About two months or so ago, I threw a few remarks about LEGO’s new “Female Scientists Research Institute” into that Black Hole commonly known as Facebook, raining on the then-ongoing “LEGO finally gets it!” parade by reminding everybody that this set was not a regular product but a) fansourced as a winner of the annual “Idea” competition and b) a limited edition.
And so it goes. Shortly after the launch, from the New York Times:
Within days of its appearance early this month, the Research Institute—a paleontologist, an astronomer and a chemist—sold out on Lego’s website and will not be available at major retailers, including Target and Walmart. Toys “R” Us did carry the line, but according to associates reached by telephone at two of its New York stores, it sold out at those locations as well.

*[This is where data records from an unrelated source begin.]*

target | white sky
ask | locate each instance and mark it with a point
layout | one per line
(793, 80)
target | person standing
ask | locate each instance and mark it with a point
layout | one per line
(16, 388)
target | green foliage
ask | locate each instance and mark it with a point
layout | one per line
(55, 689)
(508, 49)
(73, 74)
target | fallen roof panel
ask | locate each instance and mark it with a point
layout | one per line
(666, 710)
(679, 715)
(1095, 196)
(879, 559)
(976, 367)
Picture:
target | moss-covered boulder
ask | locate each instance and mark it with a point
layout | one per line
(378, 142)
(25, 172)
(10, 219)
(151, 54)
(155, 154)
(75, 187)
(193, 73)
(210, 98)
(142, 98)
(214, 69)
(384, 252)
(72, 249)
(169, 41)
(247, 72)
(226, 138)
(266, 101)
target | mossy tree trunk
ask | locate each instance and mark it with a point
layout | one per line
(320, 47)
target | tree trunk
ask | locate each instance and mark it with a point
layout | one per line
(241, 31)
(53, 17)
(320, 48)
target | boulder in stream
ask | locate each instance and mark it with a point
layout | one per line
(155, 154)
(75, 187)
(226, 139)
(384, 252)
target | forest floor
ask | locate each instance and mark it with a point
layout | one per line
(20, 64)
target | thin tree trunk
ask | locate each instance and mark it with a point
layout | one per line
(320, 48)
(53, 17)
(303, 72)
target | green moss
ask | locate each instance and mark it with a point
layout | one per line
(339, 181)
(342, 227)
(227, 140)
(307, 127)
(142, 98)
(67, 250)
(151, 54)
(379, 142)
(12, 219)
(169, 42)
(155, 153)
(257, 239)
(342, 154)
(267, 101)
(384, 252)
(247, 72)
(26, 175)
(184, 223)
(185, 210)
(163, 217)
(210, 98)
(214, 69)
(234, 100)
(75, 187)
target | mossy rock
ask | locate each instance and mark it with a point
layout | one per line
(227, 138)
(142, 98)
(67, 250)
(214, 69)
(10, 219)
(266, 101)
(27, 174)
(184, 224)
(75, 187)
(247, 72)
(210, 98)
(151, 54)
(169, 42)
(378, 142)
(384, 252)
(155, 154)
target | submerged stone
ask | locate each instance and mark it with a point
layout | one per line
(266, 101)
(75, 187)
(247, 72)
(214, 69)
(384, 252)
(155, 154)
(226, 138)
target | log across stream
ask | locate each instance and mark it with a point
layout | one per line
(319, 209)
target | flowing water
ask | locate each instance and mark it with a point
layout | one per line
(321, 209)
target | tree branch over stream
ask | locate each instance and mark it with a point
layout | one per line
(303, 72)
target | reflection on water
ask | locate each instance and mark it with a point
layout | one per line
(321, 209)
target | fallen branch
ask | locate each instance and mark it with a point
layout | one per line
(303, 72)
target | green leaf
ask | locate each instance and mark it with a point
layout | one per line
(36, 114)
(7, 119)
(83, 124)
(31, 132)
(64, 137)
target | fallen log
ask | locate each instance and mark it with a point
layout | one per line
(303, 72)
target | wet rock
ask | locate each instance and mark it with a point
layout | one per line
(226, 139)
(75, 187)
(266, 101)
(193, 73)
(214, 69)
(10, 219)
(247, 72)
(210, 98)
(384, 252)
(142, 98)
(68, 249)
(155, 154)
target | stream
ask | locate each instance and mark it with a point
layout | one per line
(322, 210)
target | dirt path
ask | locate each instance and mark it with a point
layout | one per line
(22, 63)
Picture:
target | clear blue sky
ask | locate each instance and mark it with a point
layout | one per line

Lego said the set was manufactured as a limited edition, meaning it was not mass-produced.
So there’s that.
And the problem is…well, take one guess. Avivah Wittenberg-Cox over at Harvard Business Review (emphasis mine):
Why did it take until 2014 for the world’s second-largest toy maker to offer girls (and their toy-buying parents) products they might actually want? (After all, even Barbie has been an astronaut since 1965.)
Perhaps it has something to do with the profile of LEGO’s management team, comprised almost entirely of men. The three-person board of the privately-held company is all men, led by CEO Jørgen Vig Knudstorp. The 21-person corporate management team has 20 men and one woman—and she’s in an internally-facing staff role, not connected to the customer base or product development. When your leadership isn’t gender-balanced, it’s tough to have a balanced customer base. The new “Research Institute” range was proposed by geoscientist Ellen Kooijman on one of the company’s crowd-sourcing sites. But it begs the question, is there really no one inside the company who might have come up with the radical idea of having women scientists feature in a 21st century toy company’s line? […]
Don’t hold your breath, though. Despite its first-day sold-out success, LEGO has decided not to continue the Research Institute line. It was only a “limited edition.” So girls, back to the pool. The guys in this boardroom don’t seem to want to give you any ideas… let alone seats at the table.
Read the whole piece—LEGO should be deeply ashamed. But the exact same problem haunts the videogame industry, and the cultural expressions that attach themselves to it; under the protective cultural umbrella of predominantly male C-level execs, we’re not only stuck with equivalents of “limited editions” in the videogame market, but also with that howling mob of male gamers descending on everything that’s not sufficiently catering to their dicks.